Die richtigen Sektoren fördern

Und was ist indessen im aktuellen »Wohnbaurettungspaket« geplant? In ihm sind Sonderabschreibungen und das Aussetzen der Grundsteuer in bestimmten Fällen vorgesehen, zudem soll serielles Bauen dank deutschlandweit gültiger (und dennoch an bundesland- oder ortsspezifische Regelungen anpassbarer) Typengenehmigungen aus behördlicher Sicht einfacher werden. Es gebe aktuell einen großen Bauüberhang, das sei der Regierung klar. Scholz erklärt im Gespräch mit Heer, dass in der Vergangenheit »nicht die richtigen« Wohnungen geplant worden sind: »Wir brauchen Wohnungen für die Leute, die welche suchen und nicht für jene, die es in dieser Zahl gar nicht gibt.« Damit bezieht er sich auf die vielen bewilligten Wohnungsprojekte aus dem gehobenen Sektor, die Investor*innen hohe Renditen versprechen, dabei jedoch alle auf die Kaufkraft der Oberschicht zielen. Nun gibt es stattliche 18 Milliarden für den geförderten Wohnungsbau, gleichzeitig wurden aber auch Erleichterungen für Einfamilienhaus-Bauer beschlossen. Das verwundert nicht, denn das Einfamilienhaus bleibt ein Sehnsuchtsort der Deutschen.

Da jene neuen Einfamilienhäuser jedoch traditionell in Neubaugebieten am Stadtrand stehen, kollidiert die Förderung des privaten Kleinfamilienwohnens mit dem eigentlich benannten Ziel der Regierung: Anfang des Jahres hatte die Bundesregierung nämlich bekannt gegeben, dass der »Flächenverbrauch bis 2030 auf weniger als 30 ha pro Tag« gesenkt werden müsse – von aktuell 55 ha pro Tag.
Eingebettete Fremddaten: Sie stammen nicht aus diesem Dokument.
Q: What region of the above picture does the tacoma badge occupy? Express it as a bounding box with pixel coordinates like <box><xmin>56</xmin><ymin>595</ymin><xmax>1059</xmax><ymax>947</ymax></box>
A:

Versiegelter Stadtraum schließt den natürlichen Boden ab und verringert jene Flächen, die bei Starkregenereignissen für die Wasserversickerung relevant sind. Das Ziel, das das hauseigene Umweltprogramm in weniger als sieben Jahren erreichen will, ist mit maximal 20 ha Flächenverbrauch pro Tag gar schärfer. 

Freiräume bewahren

Unwetterereignisse werden sich aufgrund der klimatischen Veränderungen weltweit häufen und verstärken. Sollten in diesem Zusammenhang also wirklich im wenig oder nicht bebauten Raum neue Siedlungsgebiete entstehen und den Druck auf die Landschaft weiter erhöhen? 
In den vergangenen Jahren (letzter ausgewerteter Referenzzeitraum 2018 –2021) stieg die Siedlungs- und Verkehrsfläche mit 55 ha zwar nicht mehr so stark an wie in den drei Jahren vor der Jahrtausendwende, die im Schnitt 129 ha täglich verbuchten. Dennoch befinden wir uns mit diesen aktuellen Werten immer noch weit jenseits der proklamierten Ziele. 
Ob man jedoch im Bestand alles wird lösen können und das vor allem innerhalb welcher Zeit, bleibt fraglich. Im Bestand zu bauen heißt auch, sich mit zahlreichen kleineren Formaten zu beschäftigen und nicht mit einem großen Wurf tausende Wohnungen auf den Markt zu bringen. Sicherlich ist das Bauen »auf der grünen Wiese« also der bequemere und schnellere Weg, wenn man sich dort eine große Ansammlung von Typenbauten vorstellt. Der richtige Weg muss es deshalb nicht sein.